Mark Fabro, Lofty Perch
Mark Fabro, Lofty Perch

Industrial control systems can be so fragile that the mere act of investigating a malware infection can be enough to crash the system and bring the supported system to a halt.

That was the message from Mark Fabro, a forensic investigation expert and president of Lofty Perch, speaking at the 4SICS industrial control system conference in Stockholm last week.

Fabro's company has specialised in investigations of ICS systems since its formation in 2005. He co-authored the US Department of Homeland Security Industrial Control System Computer and Emergency Response Team's recommended practice document along with another ICS cyber-security expert, Eric Cornelius, director of critical infrastructure and industrial control systems (ICS) at Cylance Inc.

Many industrial control systems were built at a time when there was no expectation that they would be connected to the internet, and before a time when malware was as active as it is now. Viruses that would otherwise be benign in the IT world can have extreme, catastrophic consequences in the control system domain, Fabro told

“Simple denial of service, zombying or botting – viruses that we can get in IT that are not much more than a nuisance, when you see the tactical implementation of those viruses and the kinetic impact they can have on these older systems, it can be very bad,” he said.

Fabro has extensive experience investigating malware on active production systems, and the biggest challenge he has found is the need to work on systems that cannot be taken out of production. As a result, many traditional IT forensic techniques can't be used because they require you to work on systems that can be isolated, imaged, bagged and tagged.

“We have to have a live analysis of the system at that time and do a comparative analysis against what we expect the norms to be in the systems,” he said.

ICS also have protective measures built into them to help prevent piracy. When these systems detect suspicious activity which could be an attempt to copy the software, they shut down.

They often have to work within times and dates set by the system owner, so it's not unusual to be working from 2am to 5am to avoid affecting vital systems, under the gaze of a system engineer to ensure it continues to function.

For instance, in a public transport environment – a typical 24/7 operation – it was impossible to take the system offline altogether but working in the wee hours of the morning meant that if a system were to shut down as a result of the investigation, it would impact a fewer travellers.

Every control system has its own characteristics and foibles, he said. ICS which run on newer operating systems tend to be more stable, but he said some of the systems he deals with are 25 to 30 years old.

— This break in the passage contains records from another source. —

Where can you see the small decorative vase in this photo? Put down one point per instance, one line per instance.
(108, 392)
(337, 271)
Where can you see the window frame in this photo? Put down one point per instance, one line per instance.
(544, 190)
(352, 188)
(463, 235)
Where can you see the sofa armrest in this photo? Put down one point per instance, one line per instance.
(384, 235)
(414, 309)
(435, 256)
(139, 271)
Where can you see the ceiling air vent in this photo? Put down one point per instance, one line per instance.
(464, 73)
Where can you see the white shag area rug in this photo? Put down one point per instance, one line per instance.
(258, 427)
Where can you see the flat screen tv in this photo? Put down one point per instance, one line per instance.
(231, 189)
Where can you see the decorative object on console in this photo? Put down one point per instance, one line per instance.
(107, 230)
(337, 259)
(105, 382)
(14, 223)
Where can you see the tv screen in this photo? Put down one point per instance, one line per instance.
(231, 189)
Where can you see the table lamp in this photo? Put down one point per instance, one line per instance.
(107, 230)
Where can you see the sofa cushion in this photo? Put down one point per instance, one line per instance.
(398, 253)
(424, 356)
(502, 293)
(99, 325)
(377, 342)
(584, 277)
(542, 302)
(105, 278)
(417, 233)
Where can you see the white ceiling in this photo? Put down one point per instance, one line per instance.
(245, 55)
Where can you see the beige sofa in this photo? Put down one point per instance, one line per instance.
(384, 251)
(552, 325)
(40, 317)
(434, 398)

“When you get into older systems on older platforms, there's an enormous amount of unpredictability on how the investigation process is going to be received by the system itself,” Fabro said. “Traditional investigation methods such as inserting USBs or trying to do memory captures – these are elements of investigation that these control systems are historically not used to. And it becomes very hard to predict what the very action of going to observe the state of the production system is going to have.

“The production system could hang, it could start to trip up, it could start to fail.”

A forensic investigation involves two steps, he said: firstly, getting to the assets themselves and identifying the indicators of compromise and, secondly, gaining access to the communications infrastructure.